I am interested in isolating which NHL players shoot the puck well, and which NHL goaltenders
do a good job at preventing shots from becoming goals. To that end I have fit a regression
model which replicates some of the simple features of shooting and saving. Throughout this
article, when I say "shot" I will mean "unblocked shot", that is, goals, saves, and misses
(including shots that hit the post or the crossbar). Furthermore, when I talk of shooting
talent, I mean the ability to score *more than one would expect given the shot location*,
so a player may well take a lot of shots from great scoring locations and still be "a bad
shooter" in some sense. Generating many such shots is obviously desirable and surely can be
done more often by talented players, but I do not consider any such talents to be part of
*shooting* talent, which is (half of) the subject of this article.

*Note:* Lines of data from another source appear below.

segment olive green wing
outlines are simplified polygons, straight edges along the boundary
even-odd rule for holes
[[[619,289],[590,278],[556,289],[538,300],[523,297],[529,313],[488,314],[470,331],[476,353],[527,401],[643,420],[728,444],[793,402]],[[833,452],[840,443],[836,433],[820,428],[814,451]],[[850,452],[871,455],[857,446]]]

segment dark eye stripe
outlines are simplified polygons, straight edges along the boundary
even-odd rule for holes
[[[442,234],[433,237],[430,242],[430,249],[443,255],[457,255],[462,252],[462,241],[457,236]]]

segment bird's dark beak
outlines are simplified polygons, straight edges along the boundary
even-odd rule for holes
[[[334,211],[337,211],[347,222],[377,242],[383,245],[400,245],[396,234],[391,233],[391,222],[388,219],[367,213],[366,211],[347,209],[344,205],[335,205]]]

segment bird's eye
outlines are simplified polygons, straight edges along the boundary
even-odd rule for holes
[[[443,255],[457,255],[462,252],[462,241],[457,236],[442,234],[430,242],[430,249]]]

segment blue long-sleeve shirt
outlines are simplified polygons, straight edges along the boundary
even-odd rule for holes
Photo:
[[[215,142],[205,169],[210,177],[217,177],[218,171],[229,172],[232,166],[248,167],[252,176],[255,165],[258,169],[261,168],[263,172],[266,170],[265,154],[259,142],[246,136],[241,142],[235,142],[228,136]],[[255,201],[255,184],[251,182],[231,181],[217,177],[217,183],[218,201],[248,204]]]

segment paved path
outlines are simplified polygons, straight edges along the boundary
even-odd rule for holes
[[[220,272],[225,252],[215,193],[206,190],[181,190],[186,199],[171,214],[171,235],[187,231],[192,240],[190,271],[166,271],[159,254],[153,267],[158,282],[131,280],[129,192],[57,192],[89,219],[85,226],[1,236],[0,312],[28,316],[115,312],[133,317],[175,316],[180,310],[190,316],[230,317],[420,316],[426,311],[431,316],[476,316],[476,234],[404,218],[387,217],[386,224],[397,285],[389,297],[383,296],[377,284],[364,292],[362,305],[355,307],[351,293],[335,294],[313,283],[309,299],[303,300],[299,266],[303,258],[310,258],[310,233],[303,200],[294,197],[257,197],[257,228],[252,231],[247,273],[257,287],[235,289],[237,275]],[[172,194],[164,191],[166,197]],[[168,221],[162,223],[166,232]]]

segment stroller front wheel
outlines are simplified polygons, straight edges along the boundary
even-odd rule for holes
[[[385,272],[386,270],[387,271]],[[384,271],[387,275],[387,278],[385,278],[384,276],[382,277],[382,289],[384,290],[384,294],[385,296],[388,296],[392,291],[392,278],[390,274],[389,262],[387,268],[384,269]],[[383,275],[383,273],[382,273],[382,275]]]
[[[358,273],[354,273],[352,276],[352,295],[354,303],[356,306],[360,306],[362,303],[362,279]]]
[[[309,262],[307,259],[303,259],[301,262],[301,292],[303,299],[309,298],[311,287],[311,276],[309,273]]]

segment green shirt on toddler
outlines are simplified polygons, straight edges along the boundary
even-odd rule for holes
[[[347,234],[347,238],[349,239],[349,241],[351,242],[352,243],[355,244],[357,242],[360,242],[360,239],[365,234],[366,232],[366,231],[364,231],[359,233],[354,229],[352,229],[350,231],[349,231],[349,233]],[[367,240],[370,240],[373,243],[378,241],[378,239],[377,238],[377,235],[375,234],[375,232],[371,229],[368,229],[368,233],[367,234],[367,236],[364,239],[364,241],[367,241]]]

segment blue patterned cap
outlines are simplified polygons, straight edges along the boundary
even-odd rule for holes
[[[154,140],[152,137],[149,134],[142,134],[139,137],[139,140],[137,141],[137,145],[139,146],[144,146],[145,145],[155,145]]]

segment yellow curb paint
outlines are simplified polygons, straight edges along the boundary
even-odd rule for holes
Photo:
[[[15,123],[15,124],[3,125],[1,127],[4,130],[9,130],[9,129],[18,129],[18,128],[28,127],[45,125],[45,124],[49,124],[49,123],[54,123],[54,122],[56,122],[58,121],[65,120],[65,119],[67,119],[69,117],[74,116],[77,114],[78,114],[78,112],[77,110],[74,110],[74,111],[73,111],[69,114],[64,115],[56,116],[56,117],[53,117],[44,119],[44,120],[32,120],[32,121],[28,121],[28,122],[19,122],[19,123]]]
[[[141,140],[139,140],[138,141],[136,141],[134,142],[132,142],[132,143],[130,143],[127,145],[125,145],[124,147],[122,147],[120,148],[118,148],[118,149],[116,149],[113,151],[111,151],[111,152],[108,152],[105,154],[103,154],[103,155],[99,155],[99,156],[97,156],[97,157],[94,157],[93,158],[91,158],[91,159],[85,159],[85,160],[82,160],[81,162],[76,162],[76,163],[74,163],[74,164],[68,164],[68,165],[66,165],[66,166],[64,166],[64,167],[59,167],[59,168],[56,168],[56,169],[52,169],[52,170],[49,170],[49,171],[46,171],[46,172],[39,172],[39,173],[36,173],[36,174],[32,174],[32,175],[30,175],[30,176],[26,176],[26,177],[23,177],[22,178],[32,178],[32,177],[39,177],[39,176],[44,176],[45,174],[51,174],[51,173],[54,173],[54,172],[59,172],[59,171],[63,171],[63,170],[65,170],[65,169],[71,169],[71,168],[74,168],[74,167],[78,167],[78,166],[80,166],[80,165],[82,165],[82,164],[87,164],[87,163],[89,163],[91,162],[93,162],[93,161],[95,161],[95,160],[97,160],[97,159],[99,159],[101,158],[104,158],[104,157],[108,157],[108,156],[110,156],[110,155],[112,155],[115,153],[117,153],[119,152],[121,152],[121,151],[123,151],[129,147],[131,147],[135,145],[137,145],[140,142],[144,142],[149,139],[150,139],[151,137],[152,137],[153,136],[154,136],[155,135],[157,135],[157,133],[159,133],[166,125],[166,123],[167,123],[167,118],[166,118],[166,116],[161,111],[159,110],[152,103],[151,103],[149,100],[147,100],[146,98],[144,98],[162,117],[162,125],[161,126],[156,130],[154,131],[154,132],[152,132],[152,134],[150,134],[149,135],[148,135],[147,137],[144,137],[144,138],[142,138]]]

In contrast to last year's model, which used only 5v5 shots, now I also use 5v4 shots. Although not the same, the fundemental mechanics of shooting and saving are similar in both cases.

Once a shot is being taken by a given player from a certain spot against a specific goaltender, I estimate the probability that such a shot will be a goal. This process is modelled with a linear model, and fit with a generalized ridge logistic regression. For a detailed exposition about how such models can be fit, please see Section 5. Briefly: I use a design matrix \(X\) for which every row is a shot with the following columns:

- An indicator for shooter;
- An indicator for the goaltender;
- A set of indicators for shot type, where wrist and snap shots are (together, undistinguished) taken as the "base" shot type, and indicator variables are set to 1 for slap shots, backhands, wraparounds, and tips (including deflections);
- An indicator for "rush shots", that is, shots for which the previous recorded play-by-play event is in a different zone and no more than four seconds prior;
- An indicator for "rebound shots", that is, shots for which the previous recorded play-by-play event is another shot taken by the same team no more than three seconds prior;
- The distance from the shot location to the net, divided by 89 ft; making the intersection of the red line and the split line distance "1" and shots from immediately in front of the net close to zero.
- The "visible net", that is, the width of the net projected onto the plane which is square to the shooter, divided by six feet. For shots from the split line, the visible net has value 1, and for shots very close to the goal line, the visible net is close to 0; and
- An indicator for teams which are leading and another for teams which are trailing; to be interpreted as representing change in configurations surrounding shots compared to when teams are tied.
- An indicator for 5v4 shots, to be interpreted as the change compared to a similar shot taken at 5v5.
- An intercept.

I make a slightly unusual modification to shot distances; namely, shots which are recorded as coming from closer than ten feet are assigned a distance of 10ft. This is to stop small variations in shot location from having outsize effects on the regression, and also because it is close to the threshold of minimum human reaction time for goaltenders given typical NHL wrist-shot speeds.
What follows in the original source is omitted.